Après avoir terminé cette brève catilinaire, à laquelle ne font même pas défaut les très bien et les bravo réglementaires accentués par la voix de basse du P. Pascal, Marcel toise une dernière fois ses auditeurs, fait faire une volte à la bête sur laquelle il est monté, afin de lancer avec plus d’éclat ses dernières imprécations, et vient se ranger il mes côtés. La foule, inquiète, s’écarte à notre approche, et nous nous éloignons lentement, non sans constater avec quelque surprise que les Ispahaniens, prenant nos menaces pour argent comptant, se reprochent les uns aux autres la manière brutale dont ils ont traité les Faranguis et cherchent déjà à désigner celui d’entre eux qui portera avec le plus d’aisance les cornes du bouc émissaire.

Sans perdre un instant, nous nous dirigeons vers la maison du mouchteïd, afin de porter plainte contre le seïd et de réclamer une escorte. La requête, présentée par le P. Pascal, est accueillie avec bienveillance ; une trentaine de serviteurs et de respectables mollahs prennent la tête du cortège et nous ramènent processionnellement à l’imamzaddè. La porte est close, le fils de Mahomet ayant emporté en guise de trophée la clef de bois, longue de cinquante centimètres, qui sert à manœuvrer cette serrure primitive. Aucun de nous maintenant n’est d’humeur à se laisser arrêter par de pareils obstacles ; les serviteurs soulèvent les battants, le pêne se dégage, et la troupe pénètre de nouveau dans cette cour d’où la foule nous a expulsés il y a une heure à peine.

Les marchands ont posté un espion près du tombeau ; ils accourent, bien décidés à faire payer cher à ces démons de Faranguis l’elfraction de la porte. Mais à la vue des gens du mouchteïd ils deviennent subitement souples et plats comme des chiens couchants. Seul le seïd, que préserve de toute punition la noblesse de sa race et qui attribue à son turban bleu les vertus du palladium, se laisse emporter par sa fureur.

« J’ai trop vécu, puisque j’ai vu des chrétiens se vautrer dans le tombeau de l’imam Jaffary, — la bénédiction d’Allah soit sur lui ! Les infidèles peuvent désormais se baigner dans les piscines des mosquées et, ruisselants de l’eau souillée à leur odieux contact, inonder nos tapis de prière et les parvis sacrés. Si les musulmans continuent à se montrer les humbles serviteurs des chrétiens, ces chiens auront bientôt l’audace de pénétrer sous la coupole du tombeau d’Ali et fouleront de leurs pieds immondes le parvis de la Kaaba. Pour moi, je me retire, mes yeux ne pouvant supporter plus longtemps le douloureux spectacle qui s’offre ici à tous les regards.

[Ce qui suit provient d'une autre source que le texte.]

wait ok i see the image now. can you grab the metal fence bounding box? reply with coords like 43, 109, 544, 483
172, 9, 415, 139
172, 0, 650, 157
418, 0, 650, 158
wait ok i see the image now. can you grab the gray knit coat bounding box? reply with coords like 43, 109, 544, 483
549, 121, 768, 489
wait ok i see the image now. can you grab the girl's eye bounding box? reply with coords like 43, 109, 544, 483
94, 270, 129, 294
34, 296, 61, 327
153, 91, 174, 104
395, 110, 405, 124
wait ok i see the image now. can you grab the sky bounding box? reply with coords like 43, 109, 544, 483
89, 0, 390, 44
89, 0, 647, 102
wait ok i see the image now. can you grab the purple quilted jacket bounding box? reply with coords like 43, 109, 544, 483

— En attendant que le mouchteïd vous inflige la juste punition de votre insolence, allez donc baigner vos paupières dans une infusion de thé et d’essence de rose ; à ma connaissance il n’est pas de meilleur collyre », dis-je triomphalement au seïd en forme de conclusion.

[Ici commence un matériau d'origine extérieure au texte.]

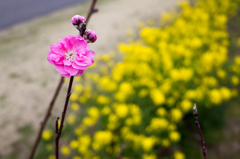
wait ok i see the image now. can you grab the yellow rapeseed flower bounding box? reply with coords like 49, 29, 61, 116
70, 140, 79, 149
115, 104, 129, 118
67, 114, 76, 124
101, 106, 111, 115
217, 69, 226, 79
237, 38, 240, 46
133, 115, 142, 125
231, 75, 239, 85
48, 155, 55, 159
61, 145, 70, 156
94, 131, 113, 145
100, 76, 117, 91
70, 93, 78, 101
156, 107, 167, 116
162, 139, 170, 147
79, 135, 91, 147
138, 89, 149, 98
150, 89, 165, 105
180, 99, 192, 113
88, 107, 100, 119
74, 84, 83, 93
174, 151, 185, 159
142, 137, 155, 152
220, 87, 231, 100
209, 89, 222, 105
149, 118, 169, 131
46, 144, 53, 151
169, 131, 181, 142
171, 109, 183, 122
83, 117, 95, 126
97, 95, 110, 105
130, 104, 141, 116
42, 130, 53, 141
142, 154, 157, 159
71, 103, 79, 111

Nous n’abusons pas de notre victoire : après avoir laissé à la foule lo temps de constater sa défaite, Marcel donne l’ordre de refermer la porte du tombeau, et nous reprenons sans nouvel incident le chemin de Djoulfa.

Il serait encore nécessaire de visiter les ruines d’une mosquée mogole, mais nous sommes tellement rassasiés de mollahs, de seïds, de pochlèbouns, d’échelles, de protecteurs des étrangers et des tombes saintes de l’Islam, que nous nous contenterons de prendre la vue extérieure d’un minaret élégant, décoré de faïences en relief et de charmantes combinaisons de mosaïques bleues et noires traitées dans le style des ornements de l’imamzaddè Jaffary, — la bénédiction d’Allah soit sur lui !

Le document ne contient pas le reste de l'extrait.